Second, you must reconcile ID with Biblical Theology.

Non-Literalist Interpretation of Creation account:
God is prepared to create naturally, why doesn't he do all of his work this way?

Third, the Theodicy problem: The problem of evil. Why does an all-loving, all-powerful God allow evil? (Note: not a problem for the calvinist)

Referred to God as the "divine repairman".
(See Romans 8:20)

---------------------------------------------------
Response from Dr. Nelson:
Evolution uses theology to attack Christianity. Dr. Ruse posited theological questions, not scientific. Doesn't darwinism teach that science and religion are to be kept apart?

Response from Dr. Ruse:
Evangelicals' problems with evolution are moral/theological
ID is a response to evolution being sold to evangelicals who are all jumping on the bandwagon
Evangelicals' ought to closely examine ID before endorsing it.
-----------------------------------------------------
The floor was then opened to the audience for questions. There were several hundred people in attendance and some good questions were asked. However, the best "question" from the audience was given by Dr. Dwayne Gish who was in attendance. Dr. Ruse, before giving his 40 minute statement acknowledged the presence of Dr. Gish and stated that Dr. Ruse believed Dr. Gish had served his Lord well.
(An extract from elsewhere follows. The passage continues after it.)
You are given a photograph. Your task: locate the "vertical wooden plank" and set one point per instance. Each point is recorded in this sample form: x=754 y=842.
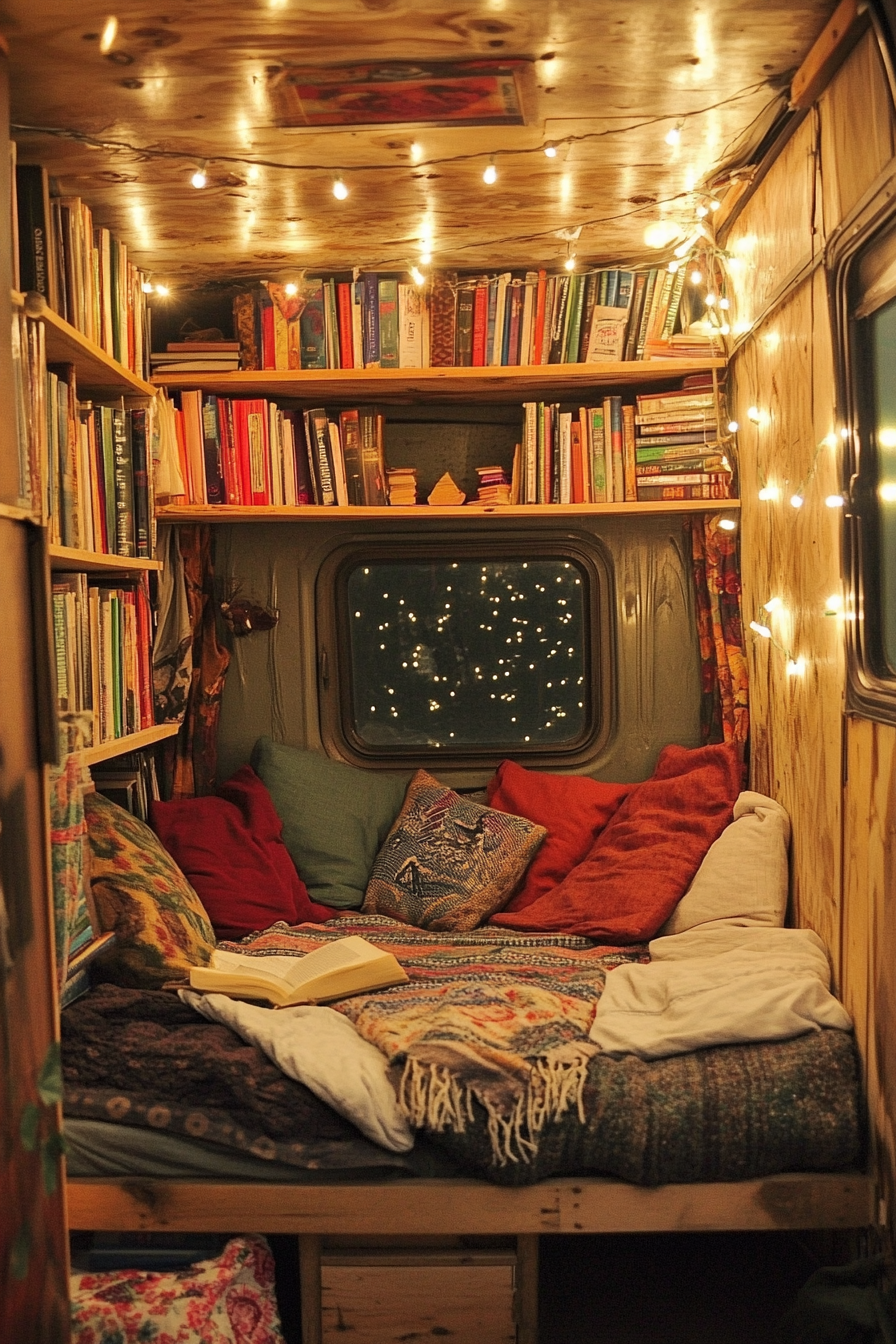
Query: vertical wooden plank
x=309 y=1282
x=527 y=1289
Dr. Gish made the following points: 

Ruse himself has said that evolution is a religion
Ruse side-stepped scientific attacks because evolution is scientifically bankrupt.
Evil in the world is a result of sin.
---------------------------------------------------------

Overall, I must say, I believe Dr. Ruse won the debate with Dr. Nelson; however, the evening belonged to Dr. Gish, who in less than five minutes destroyed all the arguments of Dr. Ruse.


----------